Una foto que ahora pasó a ser un objeto de culto

Jueves 14 de Marzo de 2013

Apareció silenciosa por uno de los rincones de la catedral llevando apretada junto al pecho lo que muy pocas horas antes se había transformado en una de sus posesiones más preciadas: una foto con el ahora Papa Francisco. "No lo puedo creer. Estoy muy emocionada. Su elección es una bendición para la Iglesia latinoamericana", dijo la hermana María Jordán mientras recibía el afecto de los feligreses que llegaban a la misa.

La monja franciscana que desde hace más de 15 años dirige una misión pastoral en el barrio toba de Génova y Campbell, en el corazón de Empalme Graneros, donde administra comedores a los que asisten más de 2 mil chicos, lleva adelante talleres de oficios y dirige un jardín de infantes, no ocultó su emoción al mostrar la foto con el flamante Papa. "Me la saqué hace tres años en un congreso de la Pastoral Social en Mar del Plata. Me acuerdo que se me acercó y me dijo: "Hermanita, ¿cómo está?, ¿de dónde es?". Cuando le dije que era de Rosario me pidió que le contara la misión que hacía en esta ciudad, le hablé del barrio toba, de las carencias y dialogamos un largo rato", recordó ayer casi en susurros mientras estaba por comenzar la misa en la Catedral.
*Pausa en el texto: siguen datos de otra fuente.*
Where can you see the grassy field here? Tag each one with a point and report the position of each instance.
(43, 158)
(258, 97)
Jordán no salía de su asombro. "Tenemos como Papa a un pastor humilde, sencillo, un jesuita", dijo poniendo especial énfasis en la orden religiosa a la que pertenece Bergoglio y que fue fundada por San Ignacio de Loyola.

Profunda humildad. Como franciscana, una orden que se caracteriza por los votos de pobreza, Jordán no dudó en remarcar la "profunda humildad" de Bergoglio y su "compromiso inclaudicable" por los pobres. "Este Papa sin dudas va a producir un cambio en la Iglesia. Ya nos dio señales al elegir su nombre. Fíjese que se puso Francisco por San Francisco de Asís, quien hizo de su vida la entrega total por los pobres. Como franciscana me siento orgullosa de esto", dijo la religiosa mientras era saludada por algunos feligreses.

Feliz, salió a la puerta a esperar a otras monjas que llegaban a la catedral para sumarse a la misa en honor al nuevo pontífice. Risueña, hasta coreó los cánticos de los jóvenes que festejaban en la calle. Después llegaron los abrazos con otras religiosas.

"La verdad, yo oraba mucho y pedía que pronto tuviéramos un Papa. Pero internamente, siempre muy dentro de mí albergaba la esperanza de que pudiera ser electo Bergoglio", confesó.

Sin dudar, señaló que los católicos "viven un momento de gracia. El es un misionero que va a emprender una renovación en la Iglesia. Estoy convencida de que su empuje va a despertar en la conciencia del católico la alegría de ser católico", señaló la religiosa.

En tal sentido, dijo no tener dudas de que "Dios lo nombró en el momento justo. Esto es un privilegio para todos los argentinos y debemos estar muy contentos y con una gran gratitud. Sin dudas es un momento de gracia", señaló.

Se excusó porque comenzaba la misa y quería estar allí. A esta incansable monja boliviana de casi 64 años que desde 1995 está al frente de la misión franciscana en Empalme Graneros y que se caracteriza por su humildad, ayer le brotó por un instante su lado cholulo. Y así se fue, apretando junto al pecho lo que muy pocas horas antes se había transformado en una de sus posesiones más preciadas: una foto con el ahora Papa Jorge Bergoglio.